Antoine-Francois Callet,
Tableau allégorique du 18 Brumaire an VIII ou La France sauvée
(Allegorical painting of 18 Brumaire year VIII or France is saved), 1800. The painting was executed in the weeks following Brumaire, and then presented in a larger format at the Salon of 1801.

 

Given the effort the new regime put into convincing people that France had been on the brink of collapse, it is hardly surprising that it became the dominant interpretation. ‘Those who have not lived through the epoch of which I speak’, wrote the Duc de Broglie many years later of the period before Brumaire, ‘can form no idea of the profound misery into which France fell. We were plunging back under full sail into the abyss of the Terror without a gleam of consolation or hope.’
92
People came to assume that Bonaparte alone had pulled France out of the morass into which the Revolution and especially the Directory had plunged the country.

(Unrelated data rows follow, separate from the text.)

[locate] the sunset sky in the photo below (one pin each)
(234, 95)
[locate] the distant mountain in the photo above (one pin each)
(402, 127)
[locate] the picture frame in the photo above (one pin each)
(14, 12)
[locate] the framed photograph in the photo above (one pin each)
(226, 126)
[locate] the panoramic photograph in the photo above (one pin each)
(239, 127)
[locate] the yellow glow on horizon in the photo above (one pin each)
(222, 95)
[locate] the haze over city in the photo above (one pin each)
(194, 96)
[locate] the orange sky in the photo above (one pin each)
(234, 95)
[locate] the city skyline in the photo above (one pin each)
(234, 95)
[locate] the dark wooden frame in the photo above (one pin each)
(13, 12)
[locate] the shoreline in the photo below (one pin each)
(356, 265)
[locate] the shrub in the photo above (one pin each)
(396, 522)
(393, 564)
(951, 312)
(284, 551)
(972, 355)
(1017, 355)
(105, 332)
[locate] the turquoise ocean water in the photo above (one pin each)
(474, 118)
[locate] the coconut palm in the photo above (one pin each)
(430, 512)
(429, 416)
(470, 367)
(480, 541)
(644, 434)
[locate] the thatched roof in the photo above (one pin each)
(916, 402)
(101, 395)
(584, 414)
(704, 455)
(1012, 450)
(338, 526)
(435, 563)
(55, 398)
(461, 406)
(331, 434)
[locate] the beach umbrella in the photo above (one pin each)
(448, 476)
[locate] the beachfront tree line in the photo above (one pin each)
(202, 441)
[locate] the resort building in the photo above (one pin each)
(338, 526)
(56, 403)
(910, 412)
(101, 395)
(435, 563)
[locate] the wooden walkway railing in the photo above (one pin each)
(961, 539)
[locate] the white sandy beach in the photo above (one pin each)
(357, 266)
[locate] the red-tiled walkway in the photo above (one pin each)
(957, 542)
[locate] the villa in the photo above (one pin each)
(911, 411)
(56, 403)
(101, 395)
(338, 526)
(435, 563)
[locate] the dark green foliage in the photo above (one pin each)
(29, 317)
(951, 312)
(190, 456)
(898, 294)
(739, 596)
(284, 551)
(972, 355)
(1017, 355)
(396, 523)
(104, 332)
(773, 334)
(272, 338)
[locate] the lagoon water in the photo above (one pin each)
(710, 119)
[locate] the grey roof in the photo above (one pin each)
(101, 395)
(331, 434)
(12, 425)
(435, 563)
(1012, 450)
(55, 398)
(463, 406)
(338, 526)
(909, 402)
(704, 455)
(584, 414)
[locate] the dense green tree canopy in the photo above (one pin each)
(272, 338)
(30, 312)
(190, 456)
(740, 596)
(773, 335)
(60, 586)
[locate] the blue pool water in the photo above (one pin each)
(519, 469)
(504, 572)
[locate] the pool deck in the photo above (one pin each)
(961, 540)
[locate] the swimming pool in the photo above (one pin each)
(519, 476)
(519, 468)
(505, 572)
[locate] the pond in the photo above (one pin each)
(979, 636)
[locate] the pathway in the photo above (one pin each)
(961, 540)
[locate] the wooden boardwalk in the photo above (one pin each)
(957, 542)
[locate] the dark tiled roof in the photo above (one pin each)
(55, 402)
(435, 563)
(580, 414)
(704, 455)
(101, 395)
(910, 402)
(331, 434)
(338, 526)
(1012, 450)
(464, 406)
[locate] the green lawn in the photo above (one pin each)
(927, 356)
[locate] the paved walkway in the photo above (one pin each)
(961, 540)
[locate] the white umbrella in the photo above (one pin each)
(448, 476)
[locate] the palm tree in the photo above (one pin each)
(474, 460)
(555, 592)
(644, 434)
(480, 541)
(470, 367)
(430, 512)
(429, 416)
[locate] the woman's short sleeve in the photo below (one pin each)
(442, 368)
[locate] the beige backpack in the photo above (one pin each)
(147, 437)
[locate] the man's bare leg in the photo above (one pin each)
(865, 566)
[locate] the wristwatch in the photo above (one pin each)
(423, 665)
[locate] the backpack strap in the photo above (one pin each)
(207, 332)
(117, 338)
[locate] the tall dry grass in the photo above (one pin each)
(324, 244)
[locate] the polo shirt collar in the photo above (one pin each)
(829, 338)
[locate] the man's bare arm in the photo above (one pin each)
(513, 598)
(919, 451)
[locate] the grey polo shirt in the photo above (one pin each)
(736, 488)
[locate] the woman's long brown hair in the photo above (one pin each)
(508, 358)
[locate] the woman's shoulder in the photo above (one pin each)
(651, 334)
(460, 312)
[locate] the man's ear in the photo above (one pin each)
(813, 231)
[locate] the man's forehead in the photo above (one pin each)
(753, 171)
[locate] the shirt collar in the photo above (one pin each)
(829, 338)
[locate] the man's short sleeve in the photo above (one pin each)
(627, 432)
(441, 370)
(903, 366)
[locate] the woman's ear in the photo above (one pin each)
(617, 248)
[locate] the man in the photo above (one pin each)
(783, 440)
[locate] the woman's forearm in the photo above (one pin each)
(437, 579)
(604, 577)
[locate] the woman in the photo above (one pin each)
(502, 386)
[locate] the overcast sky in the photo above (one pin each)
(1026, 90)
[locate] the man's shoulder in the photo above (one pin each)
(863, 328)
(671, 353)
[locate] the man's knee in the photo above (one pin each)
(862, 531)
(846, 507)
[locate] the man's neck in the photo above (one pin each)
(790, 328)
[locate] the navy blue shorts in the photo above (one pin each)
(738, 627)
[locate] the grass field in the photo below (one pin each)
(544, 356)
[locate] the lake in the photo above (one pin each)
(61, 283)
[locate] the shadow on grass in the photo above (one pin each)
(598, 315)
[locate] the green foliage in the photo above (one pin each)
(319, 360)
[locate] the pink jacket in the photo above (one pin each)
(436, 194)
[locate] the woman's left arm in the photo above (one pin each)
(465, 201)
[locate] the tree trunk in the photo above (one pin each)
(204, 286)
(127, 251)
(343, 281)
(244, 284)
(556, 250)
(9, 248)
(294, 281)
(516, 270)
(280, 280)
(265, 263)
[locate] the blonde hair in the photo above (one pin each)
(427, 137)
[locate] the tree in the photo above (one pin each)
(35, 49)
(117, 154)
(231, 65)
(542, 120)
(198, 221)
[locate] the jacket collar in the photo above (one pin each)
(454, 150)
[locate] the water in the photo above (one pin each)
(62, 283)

‘The End of our Suffering’

Article 95 of the new Constitution indicated that a plebiscite would take place, in keeping with the practice adopted by the revolutionaries in 1793 and again in 1795. Bonaparte insisted on implementing the measure, against the advice of Sieyès, and justified his decision by citing the pre-revolutionary philosopher Rousseau: any law that was not ratified by the people was null and void. The plebiscite was a genuine attempt to consult the people, but it was also a political strategy to cut the ground from under the feet of the opposition.